Security for the moment aside, America's historical commitment to religious liberty makes our embrace of such tactics here hard to explain, much less justify. The Framers of the U.S. Constitution made the right to free exercise of religion (and the prohibition of any state-imposed religious beliefs) the first part of the Bill of Rights. A few years later, the Treaty of Tripoli, ratified by the 1797 Congress, took the rather extraordinary step of stating expressly that “the United States is not in any sense founded on the Christian religion, as it has in itself no character of enmity against the laws, religion or tranquility of Musselmen [Muslims].” Two centuries later, the current administration likewise relied heavily on America's tradition of religious freedom and respect in reassuring Muslims after September 11 that “[o]urs is a war not against religion, not against the Muslim faith.” And the United States, in challenging religious persecution by repressive regimes abroad, has benefited enormously from pointing to our comparatively robust legal and cultural rejection of religious intolerance here at home.

But if the legal and moral consequences of what we have done are startling, the security consequences are equally so. On the security benefits side, administration statements on the efficacy of or need for such techniques are hard to come by; what, if any, useful intelligence such techniques have produced is an open question. On the cost side, however, the effects seem clear. Commenting last week, Akbar S. Babar, central information secretary of Pakistan's Tehreek-e-Insaf party, said that the Newsweek story was merely a “catalyst” that released Muslims' growing anger over U.S. practices.
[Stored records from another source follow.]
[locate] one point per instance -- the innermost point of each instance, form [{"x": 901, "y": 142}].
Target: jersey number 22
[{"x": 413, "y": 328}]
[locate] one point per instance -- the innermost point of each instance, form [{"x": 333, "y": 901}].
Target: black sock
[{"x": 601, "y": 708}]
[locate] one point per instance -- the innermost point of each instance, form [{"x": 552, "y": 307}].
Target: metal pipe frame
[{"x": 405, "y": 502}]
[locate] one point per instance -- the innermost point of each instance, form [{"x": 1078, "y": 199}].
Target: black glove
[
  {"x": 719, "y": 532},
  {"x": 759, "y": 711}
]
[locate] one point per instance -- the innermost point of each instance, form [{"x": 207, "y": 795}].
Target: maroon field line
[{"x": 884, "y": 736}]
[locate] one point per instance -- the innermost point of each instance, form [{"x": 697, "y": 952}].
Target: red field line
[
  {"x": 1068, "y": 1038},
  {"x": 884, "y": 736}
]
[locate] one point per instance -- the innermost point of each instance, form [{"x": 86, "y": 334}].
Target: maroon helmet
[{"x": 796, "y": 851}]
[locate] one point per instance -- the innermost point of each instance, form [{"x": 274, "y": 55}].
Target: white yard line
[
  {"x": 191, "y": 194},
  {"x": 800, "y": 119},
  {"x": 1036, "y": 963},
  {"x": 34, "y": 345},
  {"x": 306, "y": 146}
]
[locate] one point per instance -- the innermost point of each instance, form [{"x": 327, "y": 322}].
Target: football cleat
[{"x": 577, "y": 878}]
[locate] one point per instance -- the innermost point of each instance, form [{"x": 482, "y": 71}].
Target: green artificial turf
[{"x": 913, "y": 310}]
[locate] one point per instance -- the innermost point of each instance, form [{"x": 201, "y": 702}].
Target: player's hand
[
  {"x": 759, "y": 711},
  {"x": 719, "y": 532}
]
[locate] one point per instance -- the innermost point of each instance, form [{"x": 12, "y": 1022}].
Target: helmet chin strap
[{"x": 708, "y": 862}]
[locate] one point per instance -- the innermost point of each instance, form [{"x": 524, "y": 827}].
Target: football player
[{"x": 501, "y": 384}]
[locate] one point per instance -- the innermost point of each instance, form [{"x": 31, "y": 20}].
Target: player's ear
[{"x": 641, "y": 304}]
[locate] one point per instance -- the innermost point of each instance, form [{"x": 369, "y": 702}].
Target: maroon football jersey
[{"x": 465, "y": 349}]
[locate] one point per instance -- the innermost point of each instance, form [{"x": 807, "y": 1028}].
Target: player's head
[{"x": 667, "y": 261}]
Indeed, the protests in Afghanistan are only the latest in a series of riots against U.S. detention practices; in April, Agence-France Presse reported a riot at the U.S.-run prison in Iraq at Camp Bucca following rumors that a detainee there had been denied medical treatment. Whether or not the particular incident that sparked that riot actually occurred (and there is reason to suspect the source of information who reported the denial of medical aid), the past year's worth of steady and unrefuted evidence from our own government of abuse, torture, and murder of detainees in U.S. custody renders the government's blame-the-messenger reaction difficult to support. And it makes the worldwide -- not just Muslim -- suspicion of post-story U.S. denials predictable at the least.

For those who rely on popular anger to drive attacks on innocent civilians, the United States has turned over a powerful weapon. And for an interrogation tactic of unexplained value, it seems hard to believe that any circumstantial benefit is worth the generational price.

Deborah Pearlstein is director of the U.S. Law & Security Program at Human Rights First (formerly the Lawyers Committee for Human Rights).